Risk-adjusted returns measure investment performance relative to the risk taken to achieve those returns. A 15% return with 20% volatility may be worse than 10% return with 5% volatility.
Beginner
What It Means
Raw returns don’t tell the whole story. Risk-adjusted returns answer the question: “How much return did I get for each unit of risk I took?” Higher risk-adjusted returns mean more efficient use of risk.
Portfolio Example
| Portfolio | Return | Volatility | Risk-Adjusted? |
|---|
| Portfolio A | 15% | 20% | Lower |
| Portfolio B | 12% | 8% | Higher |
Portfolio B is actually better - it generated nearly as much return with far less risk. You could leverage Portfolio B to match Portfolio A’s risk and get higher returns.
Why It Matters
Comparing raw returns is misleading. A hedge fund returning 20% with 40% volatility isn’t necessarily better than an index fund returning 10% with 15% volatility. Risk-adjusted metrics reveal true performance quality.
Advanced
Key Risk-Adjusted Metrics
| Metric | Formula | Best For |
|---|
| Sharpe Ratio | (Return - Rf) / Volatility | General comparison |
| Sortino Ratio | (Return - Rf) / Downside Dev | Downside-focused |
| Treynor Ratio | (Return - Rf) / Beta | Diversified portfolios |
| Information Ratio | Alpha / Tracking Error | Active managers |
| Calmar Ratio | Return / Max Drawdown | Drawdown-sensitive |
Sharpe Ratio
The most common risk-adjusted measure:
Sharpe Ratio = (Rp - Rf) / σp
Where:
- Rp = Portfolio return
- Rf = Risk-free rate
- σp = Portfolio volatility
| Sharpe | Interpretation |
|---|
| Below 0.5 | Below average |
| 0.5 - 1.0 | Good |
| 1.0 - 1.5 | Very good |
| Above 1.5 | Excellent (rare) |
Sortino Ratio
Focuses only on downside risk:
Sortino Ratio = (Rp - Rf) / Downside Deviation
Downside Deviation = Only negative returns count
Sortino is often preferred because investors don’t mind upside volatility - only downside hurts.

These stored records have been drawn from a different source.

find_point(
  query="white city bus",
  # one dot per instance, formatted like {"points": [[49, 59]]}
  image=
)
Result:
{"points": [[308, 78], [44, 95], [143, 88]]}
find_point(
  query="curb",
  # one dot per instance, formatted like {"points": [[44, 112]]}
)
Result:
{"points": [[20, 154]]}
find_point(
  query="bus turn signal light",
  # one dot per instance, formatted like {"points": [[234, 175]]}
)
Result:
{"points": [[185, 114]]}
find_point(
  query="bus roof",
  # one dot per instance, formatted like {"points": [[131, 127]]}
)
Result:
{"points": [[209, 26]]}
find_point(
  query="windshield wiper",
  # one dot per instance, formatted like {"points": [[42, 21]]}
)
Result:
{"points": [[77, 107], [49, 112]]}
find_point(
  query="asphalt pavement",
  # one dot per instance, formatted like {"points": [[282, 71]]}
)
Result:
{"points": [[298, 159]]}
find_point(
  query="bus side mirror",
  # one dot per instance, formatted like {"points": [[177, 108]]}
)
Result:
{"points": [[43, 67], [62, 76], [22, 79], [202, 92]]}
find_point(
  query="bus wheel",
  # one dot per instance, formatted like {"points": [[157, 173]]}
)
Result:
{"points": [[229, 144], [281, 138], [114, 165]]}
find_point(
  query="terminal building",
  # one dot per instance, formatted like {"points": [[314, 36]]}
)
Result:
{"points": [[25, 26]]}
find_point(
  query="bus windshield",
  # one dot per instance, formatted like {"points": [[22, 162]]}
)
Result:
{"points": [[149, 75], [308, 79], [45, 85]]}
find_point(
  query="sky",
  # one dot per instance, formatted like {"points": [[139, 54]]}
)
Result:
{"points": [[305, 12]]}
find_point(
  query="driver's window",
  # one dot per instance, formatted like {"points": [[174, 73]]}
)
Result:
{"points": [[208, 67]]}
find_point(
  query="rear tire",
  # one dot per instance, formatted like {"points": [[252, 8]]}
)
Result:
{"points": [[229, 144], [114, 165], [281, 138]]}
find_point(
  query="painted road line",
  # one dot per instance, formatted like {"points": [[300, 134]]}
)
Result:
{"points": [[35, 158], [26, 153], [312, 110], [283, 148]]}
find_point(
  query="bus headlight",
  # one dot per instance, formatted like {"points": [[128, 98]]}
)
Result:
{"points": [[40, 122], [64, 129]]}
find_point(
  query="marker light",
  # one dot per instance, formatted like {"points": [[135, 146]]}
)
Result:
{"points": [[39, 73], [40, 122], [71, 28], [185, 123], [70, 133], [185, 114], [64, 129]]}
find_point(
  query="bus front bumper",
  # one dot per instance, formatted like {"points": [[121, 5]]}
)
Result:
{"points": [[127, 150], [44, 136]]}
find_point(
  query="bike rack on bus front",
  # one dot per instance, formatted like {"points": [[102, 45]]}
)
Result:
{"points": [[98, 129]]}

A stock that jumps 10% isn’t “risky” in any meaningful sense.
Calmar Ratio
Uses maximum drawdown as the risk measure:
Calmar Ratio = Annual Return / |Maximum Drawdown|
| Calmar | Interpretation |
|---|
| Below 0.5 | Poor |
| 0.5 - 1.0 | Acceptable |
| 1.0 - 2.0 | Good |
| Above 2.0 | Excellent |
Comparing Metrics
| Metric | Risk Measure | Strengths | Weaknesses |
|---|
| Sharpe | Total volatility | Simple, universal | Penalizes upside |
| Sortino | Downside only | More intuitive | Fewer data points |
| Calmar | Max drawdown | Captures tail risk | Single worst event |
| Information | Tracking error | Active management focus | Benchmark dependent |
Practical Application
When to use each metric:
- Sharpe: Comparing any strategies against each other
- Sortino: When you care specifically about losses
- Calmar: When drawdowns are your primary concern
- Information Ratio: Evaluating active managers vs. benchmark
- Treynor: Comparing well-diversified portfolios
Limitations
- Backward-Looking: Past risk-adjusted returns don’t guarantee future performance
- Distribution Assumptions: Most assume normal returns (reality has fat tails)
- Time Period Sensitive: Results vary significantly by measurement period
- Gaming: Some strategies artificially inflate ratios (selling options, smoothing)
A high Sharpe Ratio from selling options or illiquid strategies may mask hidden tail risks. Always understand the source of risk-adjusted returns.